Der Bruch mit der Tradition Fassaden farbig zu gestalten, liess nicht nur viel vorhandenes an historischen Bauten zerstören. Es geschah schlimmeres:

  1. Das Angebot an Flächen welche Wandmalerei zulassen, ist entsprechend dem heutigen Baustil und Bautechnik weder gegeben noch erwünscht.
  2. Die Beziehung der Maler zur Architektur ging verloren, wie auch bei vielen Architekten das Empfinden, Architektur und Malerei als ein harmonisches, durchdachtes Ganzes und nicht nur als ein Detail zu sehen.
  3. Die künstlerischen Voraussetzungen für jedes Gestalten wie auch die maltechnischen Kenntnisse, gingen verloren. Was übrig blieb sind Quellenschriften die wohl zur Orientierung helfen, aber die verlorene Erfahrung und das Können nicht ersetzen. Die daraus resultierenden Garantieschäden infolge Ausführungsmängel, zerstören schlussendlich den letzten Mut von Auftraggeber wie Auftragnehmer, Historisches zu restaurieren und Schöpferisches in Form von Wandmalerei zu entwickeln.
  4. Der Rest an gutem Willen wird nochmals geschmälert durch die Euphorie zu isolieren. Nicht nur die durch Isolierung anzustrebenden K-Werte werden meist bevorzugt, wenn es um die Frage sein oder nicht sein von Wandmalerei geht. Farbstarke Neugestaltungen sind nicht erwünscht, denn viele isolierende Baustoffe zerfallen leicht durch Temperaturverwitterung. Gelbe, rote, braune und schwarze Farben zum Beispiel, wovon eine Malerei lebt, übertragen viel Wärme in die Tiefe.

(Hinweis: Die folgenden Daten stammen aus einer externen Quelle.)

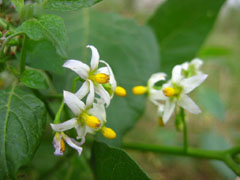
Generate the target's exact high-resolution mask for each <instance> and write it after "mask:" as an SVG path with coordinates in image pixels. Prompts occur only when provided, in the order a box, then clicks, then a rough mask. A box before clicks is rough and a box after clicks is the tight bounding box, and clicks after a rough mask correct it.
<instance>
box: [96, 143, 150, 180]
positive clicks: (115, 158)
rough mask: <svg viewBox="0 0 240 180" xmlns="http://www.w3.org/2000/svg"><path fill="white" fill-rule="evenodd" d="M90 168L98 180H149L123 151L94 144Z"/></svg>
mask: <svg viewBox="0 0 240 180" xmlns="http://www.w3.org/2000/svg"><path fill="white" fill-rule="evenodd" d="M92 166H93V169H94V171H95V176H96V177H97V179H98V180H105V179H111V180H113V179H114V180H120V179H126V180H127V179H138V180H146V179H150V178H149V177H148V176H147V175H146V174H145V173H144V172H143V171H142V170H141V168H140V167H139V166H138V165H137V163H136V162H134V161H133V160H132V159H131V158H130V157H129V156H128V155H127V153H125V152H124V151H122V150H120V149H117V148H112V147H109V146H108V145H106V144H105V143H100V142H96V141H95V142H94V144H93V149H92Z"/></svg>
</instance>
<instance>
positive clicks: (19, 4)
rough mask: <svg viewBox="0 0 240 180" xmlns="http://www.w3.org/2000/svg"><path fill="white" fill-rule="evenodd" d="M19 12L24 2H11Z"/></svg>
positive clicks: (18, 0) (20, 0) (23, 4)
mask: <svg viewBox="0 0 240 180" xmlns="http://www.w3.org/2000/svg"><path fill="white" fill-rule="evenodd" d="M10 1H11V2H12V3H13V4H14V6H15V7H16V9H17V11H18V12H19V11H20V10H21V9H22V8H23V6H24V0H10Z"/></svg>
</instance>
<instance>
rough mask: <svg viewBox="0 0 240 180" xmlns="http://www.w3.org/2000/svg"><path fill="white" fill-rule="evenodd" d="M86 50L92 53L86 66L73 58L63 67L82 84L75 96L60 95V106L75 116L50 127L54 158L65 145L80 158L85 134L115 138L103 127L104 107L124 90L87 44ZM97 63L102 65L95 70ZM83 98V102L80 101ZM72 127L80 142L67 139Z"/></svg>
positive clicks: (112, 74)
mask: <svg viewBox="0 0 240 180" xmlns="http://www.w3.org/2000/svg"><path fill="white" fill-rule="evenodd" d="M87 48H90V49H91V51H92V58H91V62H90V66H88V65H87V64H85V63H83V62H81V61H78V60H73V59H71V60H68V61H66V62H65V63H64V65H63V67H65V68H68V69H71V70H72V71H74V72H75V73H77V74H78V75H79V78H80V79H81V80H82V81H83V84H82V86H81V87H80V89H79V90H78V91H77V92H76V93H71V92H68V91H64V92H63V97H64V103H65V104H66V105H67V106H68V107H69V108H70V109H71V111H72V112H73V114H74V115H75V117H73V118H72V119H70V120H68V121H65V122H62V123H56V122H55V123H54V124H51V127H52V129H53V130H54V131H55V132H56V134H55V136H54V139H53V144H54V148H55V152H54V154H55V155H63V153H64V151H65V142H66V143H67V144H68V145H69V146H71V147H72V148H74V149H76V150H77V151H78V154H79V155H81V152H82V147H81V145H82V144H83V143H84V142H85V136H86V135H87V134H88V133H90V134H95V133H96V132H101V133H102V134H103V136H105V137H106V138H109V139H114V138H115V137H116V133H115V132H114V130H112V129H111V128H108V127H106V122H107V120H106V111H105V108H106V107H108V106H109V104H110V101H111V99H112V98H113V95H114V93H115V94H116V95H119V96H125V95H126V90H125V89H124V88H122V87H120V86H117V83H116V80H115V77H114V74H113V72H112V69H111V67H110V66H109V64H108V63H106V62H105V61H103V60H100V57H99V53H98V50H97V49H96V48H95V47H94V46H90V45H88V46H87ZM100 63H102V64H103V65H105V66H104V67H99V64H100ZM84 97H86V103H84V101H83V99H84ZM72 128H75V130H76V132H77V137H76V139H77V140H80V141H77V140H76V139H74V138H70V137H69V136H67V135H66V134H65V133H64V132H65V131H67V130H70V129H72Z"/></svg>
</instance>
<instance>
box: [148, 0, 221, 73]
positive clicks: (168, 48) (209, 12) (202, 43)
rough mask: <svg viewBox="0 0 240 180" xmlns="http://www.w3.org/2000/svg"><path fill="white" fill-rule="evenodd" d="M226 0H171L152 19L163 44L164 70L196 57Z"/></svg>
mask: <svg viewBox="0 0 240 180" xmlns="http://www.w3.org/2000/svg"><path fill="white" fill-rule="evenodd" d="M224 2H225V0H215V1H209V0H194V1H193V0H184V1H179V0H168V1H165V3H164V4H163V5H161V6H160V7H159V8H158V9H157V10H156V12H155V14H154V15H153V17H151V18H150V20H149V25H150V26H151V27H152V29H153V30H154V32H155V34H156V36H157V39H158V43H159V45H160V47H161V65H162V67H161V69H162V70H163V71H168V72H169V71H170V70H171V68H172V67H173V66H174V65H175V64H181V63H183V62H184V61H190V60H191V59H192V58H194V57H195V56H196V55H197V53H198V51H199V49H200V47H201V46H202V44H203V42H204V40H205V39H206V37H207V35H208V33H209V32H210V31H211V29H212V27H213V25H214V22H215V20H216V17H217V15H218V13H219V10H220V8H221V7H222V5H223V3H224Z"/></svg>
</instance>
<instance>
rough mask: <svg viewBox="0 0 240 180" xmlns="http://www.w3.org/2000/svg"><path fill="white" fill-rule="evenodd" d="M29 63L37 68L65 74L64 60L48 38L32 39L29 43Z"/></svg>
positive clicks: (27, 49)
mask: <svg viewBox="0 0 240 180" xmlns="http://www.w3.org/2000/svg"><path fill="white" fill-rule="evenodd" d="M26 45H27V48H26V51H27V53H26V54H27V55H26V56H27V57H26V59H27V64H28V65H29V66H31V67H34V68H37V69H43V70H46V71H50V72H54V73H56V74H63V73H64V69H63V67H62V65H63V63H64V60H63V58H61V57H60V56H59V55H58V54H57V53H56V49H55V48H54V46H53V45H52V43H51V42H49V41H46V40H41V41H32V40H29V41H28V42H27V43H26Z"/></svg>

1982 verkündete lautstark ein Fachlehrer für Malerei an einem Symposium für künstlerische Fassadengestaltung in Luzern: "Es ist unmöglich, dass bei der heutigen Umweltbelastung Malereien an Fassaden bestehen können, diese Kunstgattung ist gestorben." Man steht zur Wandmalerei und verwirft sie im gleichen Zuge. Es ist daher ein schwacher Trost, wenn man an den staatlichen Akademien der bildenden Künste in Stuttgart und Wien in der Ausbildung das Thema farbige Architekturoberfläche wieder berücksichtigt, wenn auf der anderen Seite die Bautechnologie sich gegen Ausführungen stellt. Auch ein neuer Slogan "Die umweltfreundliche Farbe" wirbt gegen eine bunte Gestaltung. Gemeint sind nämlich Farbgebungen die in der Landschaft weniger auffallen. Die Frage ist nur, was in der Landschaft unangenehmer auffällt: Ein Ardüser, der locker und mit erzählerischen Mitteln Fassaden schmückte, oder eine der Baustil missachtende, umweltfreundliche Fassadengestaltung.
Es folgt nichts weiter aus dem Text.